Updated: Jan 12, 2019
By Will Fitzhugh.
First published in Education News (educationviews.org). Reprinted with permission.
Perhaps the first caution to note on this subject is that when giving advice to the gifted, it is wise to remember that they are gifted, and should not be loaded up with unnecessary advice. In fact, my own first preference in encouraging gifted students to do academic expository writing (e.g. history research papers) is to give them the papers of other gifted students to read. This way the goal becomes clear in a way that it often does not when one starts with buckets and bags of technical advice on “How To Write a Paper.”
One problem is that by the time one has gone through all the advice about footnotes, endnotes, bibliography, plagiarism, etc., any motivation to write a paper will very sensibly have evaporated, in all likelihood.

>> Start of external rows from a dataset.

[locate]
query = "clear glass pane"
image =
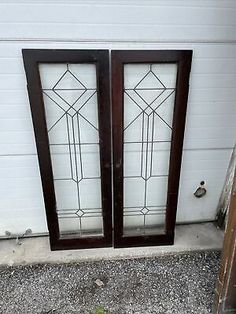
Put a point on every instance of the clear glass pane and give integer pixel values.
(149, 94)
(70, 99)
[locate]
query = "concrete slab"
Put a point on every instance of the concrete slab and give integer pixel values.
(202, 236)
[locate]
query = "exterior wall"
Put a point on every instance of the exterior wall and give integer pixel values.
(208, 27)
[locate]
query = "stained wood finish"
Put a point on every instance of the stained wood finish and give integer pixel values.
(183, 59)
(226, 283)
(101, 59)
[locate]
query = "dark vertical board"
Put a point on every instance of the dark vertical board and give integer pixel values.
(32, 57)
(183, 59)
(226, 283)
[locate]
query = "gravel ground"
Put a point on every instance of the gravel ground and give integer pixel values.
(181, 283)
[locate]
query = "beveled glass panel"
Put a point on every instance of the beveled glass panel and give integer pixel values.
(149, 96)
(70, 100)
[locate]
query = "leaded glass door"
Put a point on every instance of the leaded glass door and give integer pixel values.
(69, 97)
(70, 103)
(150, 91)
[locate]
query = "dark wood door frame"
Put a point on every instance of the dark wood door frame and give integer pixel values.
(226, 283)
(183, 59)
(32, 58)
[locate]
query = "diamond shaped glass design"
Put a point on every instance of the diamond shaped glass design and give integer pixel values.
(70, 98)
(149, 91)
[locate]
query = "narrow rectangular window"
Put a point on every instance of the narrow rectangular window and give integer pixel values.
(150, 91)
(69, 97)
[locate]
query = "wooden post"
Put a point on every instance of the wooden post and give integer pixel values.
(226, 284)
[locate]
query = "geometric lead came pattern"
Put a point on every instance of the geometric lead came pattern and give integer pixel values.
(152, 101)
(73, 103)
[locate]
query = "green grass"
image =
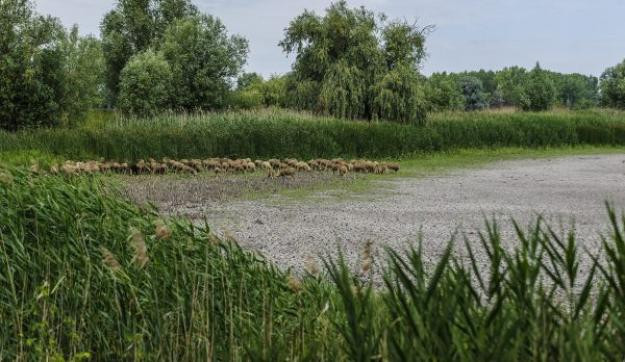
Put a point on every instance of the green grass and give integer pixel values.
(430, 164)
(76, 283)
(276, 133)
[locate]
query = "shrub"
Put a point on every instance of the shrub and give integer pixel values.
(474, 96)
(146, 85)
(203, 60)
(613, 86)
(539, 92)
(275, 133)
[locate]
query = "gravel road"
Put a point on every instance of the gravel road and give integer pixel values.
(565, 191)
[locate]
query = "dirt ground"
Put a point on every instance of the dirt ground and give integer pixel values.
(565, 191)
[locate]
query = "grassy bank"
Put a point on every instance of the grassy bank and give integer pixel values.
(85, 274)
(274, 133)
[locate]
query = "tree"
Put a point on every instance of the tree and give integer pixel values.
(510, 82)
(399, 96)
(247, 80)
(42, 69)
(612, 86)
(84, 72)
(575, 90)
(347, 63)
(132, 27)
(473, 92)
(443, 93)
(145, 86)
(539, 92)
(203, 60)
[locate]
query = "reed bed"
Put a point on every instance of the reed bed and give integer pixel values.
(84, 274)
(282, 134)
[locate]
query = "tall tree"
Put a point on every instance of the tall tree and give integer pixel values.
(204, 61)
(473, 91)
(348, 61)
(132, 27)
(539, 92)
(612, 86)
(443, 93)
(40, 65)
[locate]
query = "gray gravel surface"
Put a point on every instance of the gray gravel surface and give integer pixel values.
(567, 192)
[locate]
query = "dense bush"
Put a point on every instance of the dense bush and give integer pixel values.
(146, 85)
(47, 75)
(539, 92)
(272, 133)
(132, 27)
(442, 93)
(203, 59)
(613, 86)
(473, 92)
(87, 275)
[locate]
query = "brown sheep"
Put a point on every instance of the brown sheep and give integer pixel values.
(393, 166)
(288, 171)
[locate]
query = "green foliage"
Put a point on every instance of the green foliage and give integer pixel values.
(613, 86)
(42, 69)
(575, 91)
(247, 80)
(146, 85)
(442, 92)
(511, 82)
(539, 92)
(203, 60)
(348, 64)
(84, 74)
(86, 274)
(274, 133)
(343, 92)
(132, 27)
(399, 97)
(473, 93)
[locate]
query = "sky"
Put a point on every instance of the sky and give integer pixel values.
(582, 36)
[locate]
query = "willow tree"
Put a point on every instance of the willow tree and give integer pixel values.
(352, 63)
(132, 27)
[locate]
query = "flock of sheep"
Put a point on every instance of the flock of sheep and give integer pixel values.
(273, 167)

Like other people, gifted students like to see if there is any point in doing something, in this case, writing a long serious academic research paper. I believe that the point is best illustrated by showing them what the finished product looks like, and, by having them read some exemplary papers by their peers, showing them how very interesting serious history can be, even to people their age.
To follow my own advice, and to do unto you as I would have you do unto gifted students, allow me to place a sample of such writing here (from a 6,904-word paper written by a New York ninth-grader who later graduated from Harvard):
Within this nineteenth-century intellectual context, Cesare Lombroso’s work greatly influenced how Europe’s criminologists and jurists perceived criminals. L’Uomo Delinquente (“The Criminal Man”), published in 1876, was the most influential of his many publications. It was so popular and well regarded that it grew from two hundred pages in its first edition to over three thousand in its fifth. A later work, Le Crime, Causes et Rémédies, ‘Crime, Its Causes and Remedies,’ published in 1899, was also highly influential. By the 1880s he had gained world renown through his studies and theories in the field of characterology, the relation between mental and physical characteristics, criminal psychopathy, the innate tendency of individuals toward sociopathy and criminal behavior. Lombroso’s conclusions stimulated debate among academics, lawyers, judges, prison directors, all those interested in public policy, as well as the general public. In fact, criminal anthropology, the field Lombroso created, received such attention that it was the focus of an international conference every four years for over three decades before World War I.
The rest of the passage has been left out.